I'm always surprized how fast the laundry builds up.  I do all the laundry in the house and think I can take a break from it for a day or two.  But it seems just a couple hours go by and the laundry basket is full again.


----------



## kadesma (Jul 29, 2005)

Ya know what guys, ghost and goblins just might be the culprits, I think they open the doors to the cabnits at night so the glasses and dishes can sneak out and jump in the sink while we sleep..The laundry just lays in wait for someone to leave the bin open just a crack, and slither, slide it goes onto the floor..Why I even think the garbage pail is letting the neighbors garbage in to play at night!!!  We need to put

the ghost police to work 

kadesma


----------



## callie (Jul 29, 2005)

who ya gonna call????


----------



## kadesma (Jul 29, 2005)

Good one Callie

kadesma


----------



## callie (Jul 29, 2005)

(i love that movie)


----------



## kadesma (Jul 29, 2005)

it was a good one 

kadesma


----------



## SierraCook (Jul 29, 2005)

I should be hanging up the pile of shirts and pants that are on my bed and then going to bed, but here I am not doing either!!


----------



## jkath (Jul 29, 2005)

I should be doing the same, Sierra - I have a mountain of socks that need sorting on the middle of my bed. 

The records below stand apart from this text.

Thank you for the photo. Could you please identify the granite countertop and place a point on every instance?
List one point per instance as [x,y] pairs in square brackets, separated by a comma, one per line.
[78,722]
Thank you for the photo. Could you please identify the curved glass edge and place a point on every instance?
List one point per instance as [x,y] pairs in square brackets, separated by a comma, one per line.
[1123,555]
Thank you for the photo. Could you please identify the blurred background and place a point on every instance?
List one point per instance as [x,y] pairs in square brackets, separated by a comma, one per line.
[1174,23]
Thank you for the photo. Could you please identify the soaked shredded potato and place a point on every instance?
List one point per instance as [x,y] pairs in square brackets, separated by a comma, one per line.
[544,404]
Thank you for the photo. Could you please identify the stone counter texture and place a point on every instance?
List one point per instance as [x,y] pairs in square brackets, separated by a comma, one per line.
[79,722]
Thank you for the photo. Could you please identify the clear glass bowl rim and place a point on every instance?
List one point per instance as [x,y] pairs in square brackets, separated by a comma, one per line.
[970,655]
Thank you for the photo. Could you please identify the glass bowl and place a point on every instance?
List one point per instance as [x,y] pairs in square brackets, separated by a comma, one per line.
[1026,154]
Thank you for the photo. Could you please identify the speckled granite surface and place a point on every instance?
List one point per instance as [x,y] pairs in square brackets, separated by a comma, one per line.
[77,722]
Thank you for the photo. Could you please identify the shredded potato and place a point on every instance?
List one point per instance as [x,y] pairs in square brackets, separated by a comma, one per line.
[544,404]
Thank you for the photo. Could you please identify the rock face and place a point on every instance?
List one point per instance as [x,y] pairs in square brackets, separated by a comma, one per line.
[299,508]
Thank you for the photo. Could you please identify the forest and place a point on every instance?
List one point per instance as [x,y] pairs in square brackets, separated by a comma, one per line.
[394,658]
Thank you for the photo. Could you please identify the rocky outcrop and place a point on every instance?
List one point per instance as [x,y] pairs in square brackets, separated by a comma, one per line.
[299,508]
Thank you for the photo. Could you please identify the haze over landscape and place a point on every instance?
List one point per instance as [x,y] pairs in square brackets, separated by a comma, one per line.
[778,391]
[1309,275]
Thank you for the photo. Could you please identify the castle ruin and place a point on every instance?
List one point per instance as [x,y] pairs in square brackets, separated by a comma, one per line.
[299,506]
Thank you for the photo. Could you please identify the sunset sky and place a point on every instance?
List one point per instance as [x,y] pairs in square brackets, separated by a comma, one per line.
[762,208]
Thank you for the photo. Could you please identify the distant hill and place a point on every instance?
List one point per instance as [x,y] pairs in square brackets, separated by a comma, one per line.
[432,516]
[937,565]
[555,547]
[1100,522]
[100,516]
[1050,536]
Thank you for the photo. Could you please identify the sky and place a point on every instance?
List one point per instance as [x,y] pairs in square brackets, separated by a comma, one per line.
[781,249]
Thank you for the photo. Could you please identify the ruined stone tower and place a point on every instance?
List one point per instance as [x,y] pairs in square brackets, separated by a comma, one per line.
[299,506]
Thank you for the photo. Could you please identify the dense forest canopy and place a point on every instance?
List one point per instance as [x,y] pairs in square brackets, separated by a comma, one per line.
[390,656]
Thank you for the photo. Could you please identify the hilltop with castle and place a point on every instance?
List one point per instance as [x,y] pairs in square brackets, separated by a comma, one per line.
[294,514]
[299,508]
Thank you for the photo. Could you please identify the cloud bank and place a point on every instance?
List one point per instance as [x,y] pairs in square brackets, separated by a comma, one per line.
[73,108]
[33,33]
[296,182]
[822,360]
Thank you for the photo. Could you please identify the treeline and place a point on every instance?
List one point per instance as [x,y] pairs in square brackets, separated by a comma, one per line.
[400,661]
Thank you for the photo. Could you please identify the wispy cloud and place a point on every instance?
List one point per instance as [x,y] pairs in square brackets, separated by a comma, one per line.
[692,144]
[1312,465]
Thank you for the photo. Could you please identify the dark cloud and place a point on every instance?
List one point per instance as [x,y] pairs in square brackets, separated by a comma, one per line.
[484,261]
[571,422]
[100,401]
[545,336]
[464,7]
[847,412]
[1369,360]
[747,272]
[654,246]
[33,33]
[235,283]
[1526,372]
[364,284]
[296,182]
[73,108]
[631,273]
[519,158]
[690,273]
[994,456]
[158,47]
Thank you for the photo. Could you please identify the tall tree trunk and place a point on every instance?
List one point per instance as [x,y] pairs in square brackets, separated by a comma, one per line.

I need to clean the house, (especially sweep! My black doggie is quite the shedder!) So, I'm going to try to do it tomorrow at 6am before the start of my day. (then of course, there's the 6 loads of laundry that are calling to me.....)


----------



## mrsmac (Jul 29, 2005)

Do you find that you are alwys left with lots of odd socks??? Socks start out in pairs in my house but soon become rogue loners who are left to pile up unloved in the back room out of sight. Socks are one of my secret hates!
Having said that I should be either getting dinner ready or probably sorting out my ever increasing sock issues.


----------



## luvs (Jul 29, 2005)

i blame the washing machine. i think it eats our socks, lol!


----------



## Barbara L (Jul 29, 2005)

Well, I found out I don't have a 1750-2100 word research paper due Monday.  I have TWO 1750-2100 word research papers and a 15-20-slide PowerPoint due Monday.  So I should be working on them.  But, since it is 5:04 a.m., I think I will go to bed for awhile first.  So, goodnight!

 Barbara


----------



## mrsmac (Jul 29, 2005)

Barbara L said:
			
		

> Well, I found out I don't have a 1750-2100 word research paper due Monday. I have TWO 1750-2100 word research papers and a 15-20-slide PowerPoint due Monday. So I should be working on them. But, since it is 5:04 a.m., I think I will go to bed for awhile first. So, goodnight!
> 
> Barbara


Is that for school??????? Eeeek they work you teachers hard over there! 
Get some sleep, theres nothing worse than teaching on too little sleep is there?? Or are you still on your summer break?


----------



## crewsk (Jul 29, 2005)

I should be folding laundry, emptying & loading the dishwasher, sweeping, dusting, & cleaning the bathrooms. It's raining though & I just want to curl up under a blanket & go back to bed.


----------



## Barbara L (Jul 29, 2005)

mrsmac said:
			
		

> Is that for school??????? Eeeek they work you teachers hard over there!
> Get some sleep, theres nothing worse than teaching on too little sleep is there?? Or are you still on your summer break?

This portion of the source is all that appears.